На ней было блестящее желтое платье и пара металлических сережек, которые поблескивали и колыхались в такт ее шагам. Папа заказал двадцатилетний виски для себя с мамой и безалкогольный коктейль «Ширли Темпл» для меня. Мы втроем кружились и подпрыгивали, пока у каждого из нас не закружилась голова. Мы хохотали до упаду, а мой всегда сдержанный отец подпевал под молодежную композицию в исполнении Brown Eyed Girls[1] так, как будто он один в зале.

А потом, уставшие и измученные, мы забрались в такси и поехали домой в тишине. Мама и папа крепко держались за руки, склонившись друг к другу на соседних сиденьях. А я, прислонившись лбом к стеклу, смотрела на мерцающие уличные фонари и думала: «Все будет хорошо, у нас всегда все будет хорошо».

И в этот момент я поняла главное. Когда весь мир кажется тебе темным и страшным, только любовь может увести тебя в мир танцев, только смех может снять часть боли, только красота может пробить броню твоих страхов. Именно тогда я и решила, что моя жизнь будет всем этим полна. Причем не только для меня, но и для мамы, и для всех остальных, кто вокруг меня.

В этом отныне и будет заключаться моя цель. Будут и красота, и свет свечей, и «Флитвуд Мэк», тихо играющая на заднем плане.

Дело в том, что я начала рассказывать себе эту красивую историю о своей жизни, о судьбе и о том, как все складывается, довольно давно, и к двадцати восьми годам моя история действительно стала идеальной.

В ней были и идеальные (разумеется, без рака) родители, которые звонили мне несколько раз в неделю, и их посиделки с вином в компании друг друга. Был и идеальный (романтичный полиглот ростом под два метра) бойфренд, который работал в реанимации и знал, как приготовить кок-о-вен[2]. Идеальная, хоть и не новая шикарная квартира в Квинсе. Идеальная работа, которая позволяла мне называться писательницей. Писала я для издательства «Сэнди Лоу» романтические романы, вдохновленные идеальными родителями и идеальным парнем.

Вот такая совершенная жизнь.

Но это была всего лишь выдуманная история. Поэтому, когда в сюжете жизни появились такие зияющие дыры, через которые стала видна неприглядная реальность, все рухнуло. Так устроены все романтические истории.
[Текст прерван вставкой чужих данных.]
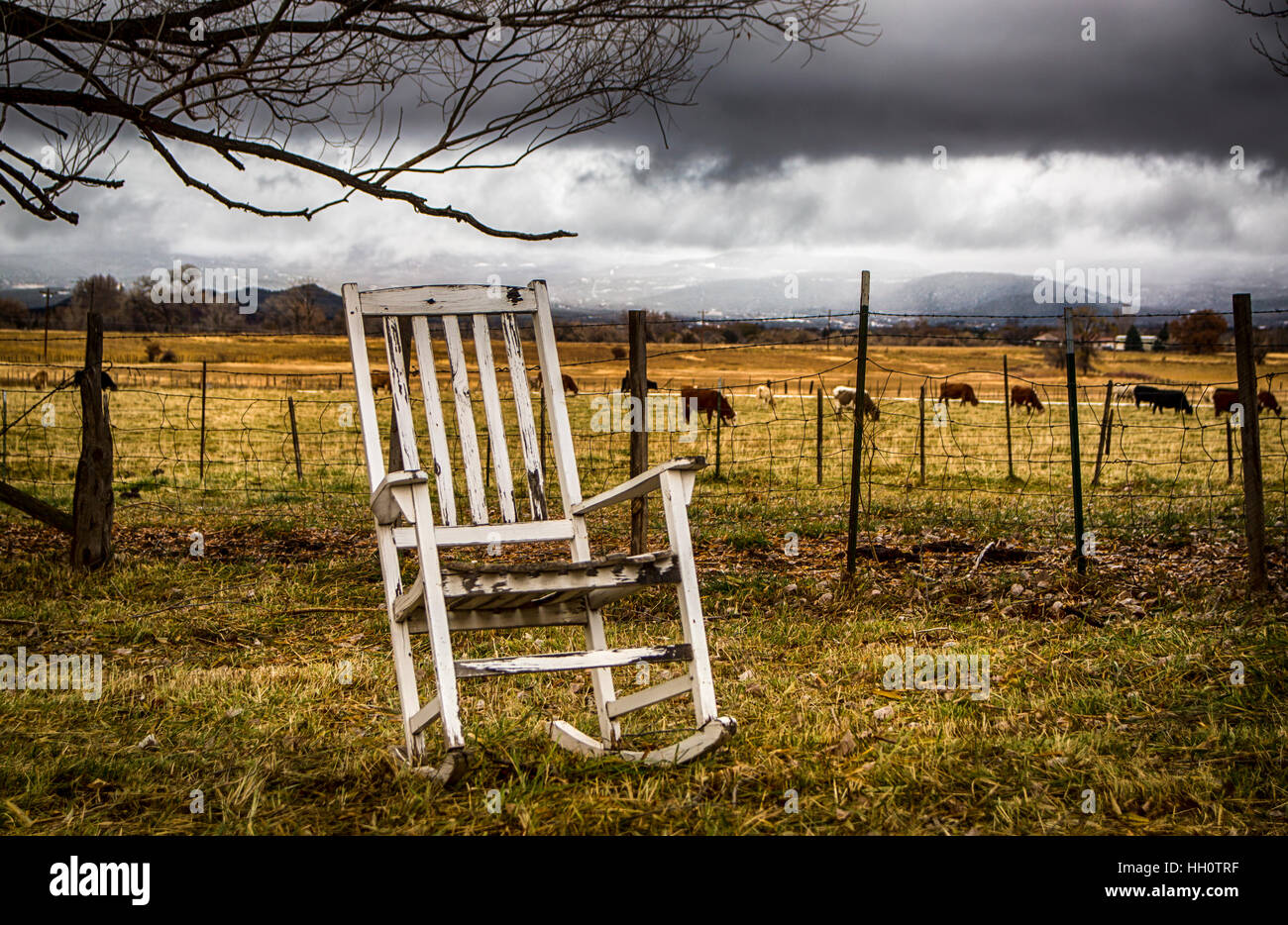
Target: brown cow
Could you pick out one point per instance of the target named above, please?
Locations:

Все пришло к тому, что тогда, в свои двадцать девять лет, я чувствовала себя несчастной, опустошенной, разоренной и очень одинокой. Даже вид великолепного дома на озере в штате Мичиган, к которому я подъезжала, вызывал у меня тошноту. Грандиозная романтика всей моей жизни перестала служить мне, но мое роковое нежелание воспринимать реальность все еще было на страже, сидя рядом со мной в моей помятой «Киа Соул», и рассказывая о том, что произошло:

Январия Эндрюс таращится в окно машины на мрачное озеро, бьющееся о темный берег. Она пытается убедить себя, что приехала сюда не по ошибке.

Но это определенно была ошибка, хотя лучшего выбора не было. Вы ведь не откажетесь от бесплатного жилья, когда вы на мели.

Я припарковалась на улице и уставилась на огромный фасад коттеджа, на его сверкающие окна и сказочное крыльцо, в окружении пушистой травы, танцующей на теплом ветру. Затем сверила адрес в своем GPS-навигаторе с написанным от руки на брелке, висящем на ключе от дома. Все было в порядке.

На минуту я замешкалась, как будто меня мог унести астероид Судного дня, стоит мне выйти из машины. Затем глубоко вздохнула и вышла, немного поборолась со своим переполненным чемоданом, засунутым на заднее сиденье вместе с картонной коробкой с бутылками джина.

Откинув с глаз прядь темных волос, я рассмотрела васильковую черепицу и белоснежную отделку. «Просто представь, что ты на Airbnb»[3].

Тут же в моей голове промелькнуло и воображаемое описание с сайта:

Коттедж с тремя спальнями и тремя ванными. Уютно устроился на берегу озера. Полон очарования и доказательств того, что твой отец был негодяем, а вся твоя жизнь была пронизана ложью.

Я начала подниматься по ступенькам, вырубленным прямо в травянистом склоне холма. Кровь гулко пульсировала у меня в ушах, а ноги дрожали, предвкушая момент, когда разверзнется адская бездна и мир вокруг меня рухнет.

Но мир вокруг меня уже рухнул. Это случилось в прошлом году, и если уж не убило меня тогда, то и сейчас уже не убьет.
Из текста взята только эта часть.